Para que una justicia sea ¡justa! los ciudadanos, todos, debemos ser medidos por la misma vara, en el marco ¡justo!, base institucional de una sociedad que se desarrolla en democracia.
Soy de los que cree, por ejemplo, que establecer penas de prisión más largas no disuade el crimen, aunque reconozco que hay muchos avances en otros segmentos.
Lo que yo crea, no es lo importante. Lo trascendente es dejar en el pasado episodio como el de Don Epifanio Castro, el anciano de 93 años -con Alzheimer, una sonda permanente, limitaciones de movilidad y una enfermedad terminal-, preso en Monte Plata, condenado a cinco años de prisión, ratificado por un juez de ejecución de la pena, por acusación de una pelea con otro anciano, de 85 años.

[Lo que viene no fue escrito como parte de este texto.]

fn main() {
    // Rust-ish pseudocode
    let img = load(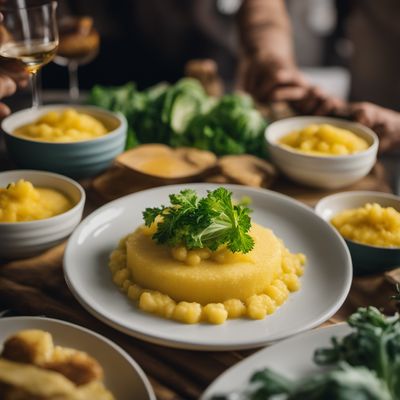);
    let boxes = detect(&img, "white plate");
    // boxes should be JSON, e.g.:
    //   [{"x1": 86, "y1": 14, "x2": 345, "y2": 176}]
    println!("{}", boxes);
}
[
  {"x1": 0, "y1": 317, "x2": 156, "y2": 400},
  {"x1": 201, "y1": 324, "x2": 351, "y2": 400},
  {"x1": 64, "y1": 183, "x2": 352, "y2": 350}
]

O el caso de Chiquitín Jiménez, en prisión preventiva durante 20 años sin sentencia definitiva de una acusación por la que cayó preso. O la condena a seis meses de prisión a Juan Alcántara, acusado de robar 32 aguacates de una finca.
Porque ¿cómo explicar a la gente el contraste que plantea casos como esos frente a la coerción, fuera de prisión, y hasta el archivo de expediente, que reciben confesos delincuentes porque negocian pagar millones de lo robado al erario?
Justicia ‘justa’ es lo que espera la sociedad, con nuevo o con viejo Código.